Six Impossible Things Before Breakfast: The Evolutionary Origins of Belief

  • Lewis Wolpert
Faber and Faber: 2006. 243 pp. £14.99 To be published by WW Norton in the United States in January 2007 0571209203 | ISBN: 0-571-20920-3

There are, of course, many more than six impossible things to believe in before breakfast (as Alice said in Through The Looking Glass). The range of human beliefs — past, present and probably future — is almost infinite. This book goes back beyond beliefs to trace the origin of belief as such, and its role in the evolution of human brains and behaviour.

Lewis Wolpert's central thesis is simple. At the beginning are the brain and sense organs, which together help organisms decide how to move. The next step, a long way along the track, is the use of tools, an ability humans share with other species, such as some birds and other primates. In the human case this leads gradually to understanding cause and effect. By then the human brain has become much larger. There may have been what Wolpert calls a “magic moment” when a proto-language acquired syntax and became the kind of language we know. From that comes the evolution of “a belief-generating machine, an engine that can produce beliefs with little relation to what is actually true”. Whether its products are true or not, the machine serves a variety of useful purposes, and has a strong genetic element deriving from natural selection: the 'God gene'. It is now an essential part of the human condition.

How this all happened is a fascinating story, well told here. Not everyone will agree with each stage. Wolpert proceeds through observations on animal behaviour, child psychology, and the archaeological evidence for increasing tool complexity, with language to match. The transition from understanding cause and effect to systems of belief is difficult to explain but obviously crucial. If we look at our own mental processes, we can see the way in which we begin by accepting authority as part of growing up, and even if we subsequently change our minds, we try to maintain a consistent view, either with or without contradictions. All too easily we misinterpret coincidences, accept anecdotal evidence and indulge in circular reasoning. New ideas are often painful, and are strenuously resisted. Rarely do we embark on a comprehensive view of the assumptions that govern our daily lives.

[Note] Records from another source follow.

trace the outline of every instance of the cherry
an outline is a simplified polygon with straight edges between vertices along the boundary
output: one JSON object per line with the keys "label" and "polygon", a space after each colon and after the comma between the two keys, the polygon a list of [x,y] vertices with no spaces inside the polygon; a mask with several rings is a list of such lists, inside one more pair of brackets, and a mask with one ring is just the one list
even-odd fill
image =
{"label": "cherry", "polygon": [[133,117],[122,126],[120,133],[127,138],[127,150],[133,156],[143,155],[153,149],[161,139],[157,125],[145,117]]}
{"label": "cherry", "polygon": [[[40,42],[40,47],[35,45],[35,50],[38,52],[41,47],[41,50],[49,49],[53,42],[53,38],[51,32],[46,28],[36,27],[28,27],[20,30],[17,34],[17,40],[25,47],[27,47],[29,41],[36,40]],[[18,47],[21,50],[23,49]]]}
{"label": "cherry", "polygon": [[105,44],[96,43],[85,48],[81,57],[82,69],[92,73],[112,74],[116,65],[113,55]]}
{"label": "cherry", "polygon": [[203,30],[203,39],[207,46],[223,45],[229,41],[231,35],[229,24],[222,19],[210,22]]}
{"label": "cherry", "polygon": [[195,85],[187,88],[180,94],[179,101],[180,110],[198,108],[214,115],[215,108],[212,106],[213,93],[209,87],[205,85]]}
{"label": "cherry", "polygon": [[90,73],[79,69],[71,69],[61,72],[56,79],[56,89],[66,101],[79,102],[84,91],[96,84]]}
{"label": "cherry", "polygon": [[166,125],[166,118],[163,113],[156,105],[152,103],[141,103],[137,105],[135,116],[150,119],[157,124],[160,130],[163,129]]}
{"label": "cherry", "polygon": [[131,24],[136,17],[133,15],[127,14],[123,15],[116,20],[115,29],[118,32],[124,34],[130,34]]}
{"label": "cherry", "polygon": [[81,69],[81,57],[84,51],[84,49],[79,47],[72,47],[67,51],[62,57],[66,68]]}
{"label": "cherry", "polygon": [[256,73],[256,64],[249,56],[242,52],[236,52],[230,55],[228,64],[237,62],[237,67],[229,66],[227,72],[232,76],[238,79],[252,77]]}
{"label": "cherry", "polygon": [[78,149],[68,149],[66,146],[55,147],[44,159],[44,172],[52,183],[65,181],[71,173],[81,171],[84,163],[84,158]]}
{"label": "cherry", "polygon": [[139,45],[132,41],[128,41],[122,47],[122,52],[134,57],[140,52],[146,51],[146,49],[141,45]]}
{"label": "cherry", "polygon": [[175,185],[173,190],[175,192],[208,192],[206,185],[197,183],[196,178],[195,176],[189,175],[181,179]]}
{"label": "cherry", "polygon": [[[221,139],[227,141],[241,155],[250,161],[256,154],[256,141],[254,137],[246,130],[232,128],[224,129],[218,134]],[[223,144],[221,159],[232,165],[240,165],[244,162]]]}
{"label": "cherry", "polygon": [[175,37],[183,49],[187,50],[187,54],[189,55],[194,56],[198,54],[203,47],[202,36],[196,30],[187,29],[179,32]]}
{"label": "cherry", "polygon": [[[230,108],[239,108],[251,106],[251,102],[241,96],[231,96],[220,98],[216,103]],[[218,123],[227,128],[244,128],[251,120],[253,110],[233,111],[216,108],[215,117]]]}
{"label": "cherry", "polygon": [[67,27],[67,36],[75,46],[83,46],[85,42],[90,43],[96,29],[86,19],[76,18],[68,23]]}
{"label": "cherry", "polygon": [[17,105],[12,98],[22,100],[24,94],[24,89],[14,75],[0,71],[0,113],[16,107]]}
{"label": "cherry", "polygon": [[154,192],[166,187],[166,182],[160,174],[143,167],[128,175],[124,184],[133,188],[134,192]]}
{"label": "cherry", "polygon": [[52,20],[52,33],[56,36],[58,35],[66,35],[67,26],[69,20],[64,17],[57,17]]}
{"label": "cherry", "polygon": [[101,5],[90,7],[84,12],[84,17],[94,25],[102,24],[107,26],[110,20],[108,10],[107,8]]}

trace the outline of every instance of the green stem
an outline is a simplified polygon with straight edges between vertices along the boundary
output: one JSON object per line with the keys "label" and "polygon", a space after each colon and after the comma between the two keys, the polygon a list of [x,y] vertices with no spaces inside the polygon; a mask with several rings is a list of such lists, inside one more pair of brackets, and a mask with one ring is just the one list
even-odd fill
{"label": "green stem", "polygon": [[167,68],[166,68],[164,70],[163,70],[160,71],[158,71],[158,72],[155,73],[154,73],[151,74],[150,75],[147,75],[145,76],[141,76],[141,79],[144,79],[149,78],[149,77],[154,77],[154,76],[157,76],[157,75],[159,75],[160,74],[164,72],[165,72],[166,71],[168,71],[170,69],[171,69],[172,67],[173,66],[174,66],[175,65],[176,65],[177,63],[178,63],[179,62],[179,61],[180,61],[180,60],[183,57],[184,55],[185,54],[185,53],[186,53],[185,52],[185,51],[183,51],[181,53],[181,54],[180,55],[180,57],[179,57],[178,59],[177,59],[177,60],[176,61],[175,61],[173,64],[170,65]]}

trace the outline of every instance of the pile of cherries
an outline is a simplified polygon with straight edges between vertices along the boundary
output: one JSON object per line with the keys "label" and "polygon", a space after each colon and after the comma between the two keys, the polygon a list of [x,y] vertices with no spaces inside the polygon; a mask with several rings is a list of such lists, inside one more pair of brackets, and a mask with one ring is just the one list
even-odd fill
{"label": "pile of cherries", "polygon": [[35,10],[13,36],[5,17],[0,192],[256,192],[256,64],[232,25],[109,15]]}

Prayer matter: religion and paranormal beliefs provide comfort, explanation and meaning. Credit: T. VAN HOUTRYVE/PANOS

Once a belief is established, it tends to perpetuate itself. Wolpert discusses in somewhat hostile fashion the role of what Richard Dawkins has called memes, or units of information that, unlike genes, can pass laterally across cultures rather than vertically by inheritance. But he rightly brings out our ability to deceive ourselves, and this brings him to a tactful analysis of religion in its many forms, and a less tactful analysis of paranormal beliefs. Both can serve useful social purposes: they can supply explanations where none is otherwise forthcoming, provide consolation to the unhappy or bereaved, promote group solidarity and cohesion, and give overall purpose to life. They can also do a lot of harm: the history of religious intolerance and fanaticism is an alarming reminder of what people can do to each other, from warfare to the burning of witches, and some of this is still with us today.

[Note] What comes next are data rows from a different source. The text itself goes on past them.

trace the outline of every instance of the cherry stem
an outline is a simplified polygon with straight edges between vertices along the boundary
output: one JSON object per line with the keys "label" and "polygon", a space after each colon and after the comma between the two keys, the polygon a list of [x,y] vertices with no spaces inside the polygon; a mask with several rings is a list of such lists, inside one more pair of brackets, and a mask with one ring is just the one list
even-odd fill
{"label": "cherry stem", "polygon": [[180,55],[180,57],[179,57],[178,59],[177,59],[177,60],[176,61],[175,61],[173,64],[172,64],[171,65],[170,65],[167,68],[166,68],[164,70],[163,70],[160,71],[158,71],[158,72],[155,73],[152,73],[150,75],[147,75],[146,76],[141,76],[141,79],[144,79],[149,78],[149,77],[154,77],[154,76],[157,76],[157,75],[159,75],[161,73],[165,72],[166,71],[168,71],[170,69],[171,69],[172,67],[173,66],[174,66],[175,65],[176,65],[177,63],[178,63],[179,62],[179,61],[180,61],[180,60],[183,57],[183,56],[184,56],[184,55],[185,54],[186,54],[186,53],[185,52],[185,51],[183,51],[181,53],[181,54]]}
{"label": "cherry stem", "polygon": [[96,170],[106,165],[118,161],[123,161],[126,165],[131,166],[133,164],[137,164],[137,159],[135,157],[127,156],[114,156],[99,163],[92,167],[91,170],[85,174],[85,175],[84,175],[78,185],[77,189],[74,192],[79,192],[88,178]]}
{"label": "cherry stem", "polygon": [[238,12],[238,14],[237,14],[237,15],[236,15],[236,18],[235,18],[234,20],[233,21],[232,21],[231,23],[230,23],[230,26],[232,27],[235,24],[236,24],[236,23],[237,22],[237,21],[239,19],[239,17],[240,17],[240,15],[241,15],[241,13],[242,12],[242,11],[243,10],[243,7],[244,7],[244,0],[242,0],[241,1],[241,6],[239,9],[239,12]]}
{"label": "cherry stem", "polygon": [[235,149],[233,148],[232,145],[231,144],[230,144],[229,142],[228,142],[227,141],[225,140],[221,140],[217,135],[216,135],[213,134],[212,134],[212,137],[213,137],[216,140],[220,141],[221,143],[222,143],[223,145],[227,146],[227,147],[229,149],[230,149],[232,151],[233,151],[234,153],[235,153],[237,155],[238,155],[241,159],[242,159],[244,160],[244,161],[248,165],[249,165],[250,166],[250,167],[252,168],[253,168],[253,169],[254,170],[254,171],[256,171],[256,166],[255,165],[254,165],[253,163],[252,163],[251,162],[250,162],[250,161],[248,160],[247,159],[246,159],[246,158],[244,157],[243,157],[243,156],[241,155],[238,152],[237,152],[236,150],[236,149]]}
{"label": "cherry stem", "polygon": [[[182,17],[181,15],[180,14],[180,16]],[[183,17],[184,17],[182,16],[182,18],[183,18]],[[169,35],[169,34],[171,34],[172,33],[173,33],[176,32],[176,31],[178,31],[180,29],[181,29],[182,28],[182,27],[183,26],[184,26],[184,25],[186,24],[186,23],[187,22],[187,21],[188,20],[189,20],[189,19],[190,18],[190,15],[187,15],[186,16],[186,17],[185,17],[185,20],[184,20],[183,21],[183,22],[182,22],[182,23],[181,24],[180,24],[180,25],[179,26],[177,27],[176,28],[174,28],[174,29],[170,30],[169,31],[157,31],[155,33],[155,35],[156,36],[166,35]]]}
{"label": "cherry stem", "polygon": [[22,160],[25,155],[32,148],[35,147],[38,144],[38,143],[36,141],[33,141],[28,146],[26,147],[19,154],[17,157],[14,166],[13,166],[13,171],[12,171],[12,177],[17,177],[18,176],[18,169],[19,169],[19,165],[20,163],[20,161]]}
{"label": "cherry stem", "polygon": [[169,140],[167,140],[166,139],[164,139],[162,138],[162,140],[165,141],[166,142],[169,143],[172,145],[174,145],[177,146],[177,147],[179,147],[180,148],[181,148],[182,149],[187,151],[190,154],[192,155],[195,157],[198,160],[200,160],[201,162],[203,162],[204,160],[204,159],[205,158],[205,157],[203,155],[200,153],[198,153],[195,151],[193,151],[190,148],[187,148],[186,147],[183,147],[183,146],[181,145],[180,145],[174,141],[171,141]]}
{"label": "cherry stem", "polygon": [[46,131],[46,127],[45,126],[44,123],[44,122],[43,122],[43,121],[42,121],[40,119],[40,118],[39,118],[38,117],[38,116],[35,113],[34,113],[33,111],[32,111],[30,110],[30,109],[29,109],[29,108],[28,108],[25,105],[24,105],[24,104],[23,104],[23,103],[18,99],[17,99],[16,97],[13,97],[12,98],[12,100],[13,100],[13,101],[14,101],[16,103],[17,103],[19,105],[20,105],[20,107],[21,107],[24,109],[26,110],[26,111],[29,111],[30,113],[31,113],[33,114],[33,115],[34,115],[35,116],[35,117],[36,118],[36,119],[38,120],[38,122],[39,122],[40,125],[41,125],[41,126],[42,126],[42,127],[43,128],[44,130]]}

Why we believe as we do also raises questions of health. Poor understanding of cause and effect has bedevilled medical treatment down the ages. Only recently have we introduced a more scientific approach, and this is far from universally accepted. Modern humans seem particularly vulnerable to schizophrenia, depression and other ailments in which delusions play a major part. The will of God is still seen as critical in many societies. Indeed, in our own society many reject reductionist interpretations of disease, and rightly or wrongly go for alternative treatments based more on faith than on anything else.

What is the answer? Is there one? Wolpert firmly goes for science. Although science can be counterintuitive (he refers to “the unnatural nature of science”), it provides the only fundamental explanation of how the world works. It is in constant evolution as knowledge accumulates, it is self-correcting, and it is universally valid without cultural bias. It is much more than the kind of relative social construct suggested by some sociologists, and if we need a basis for belief, it is the best available. As Wolpert concludes, we have to respect the beliefs of others, but it is their — and our —actions that ultimately matter.

This is an admirable short guide to an immensely complex subject. I could have wished for a little less technical jargon — “confabulation” and “heuristics” — and sometimes the text gets lost in quotations from others. It is unfortunate that this book should have come out at the same time as Daniel Dennett's Breaking The Spell (Viking/Allen Lane, 2006) on broadly the same subject (see Nature 439, 535; 2006 for a review). But Wolpert's book is more succinct, and much better argued, and I would go for it every time.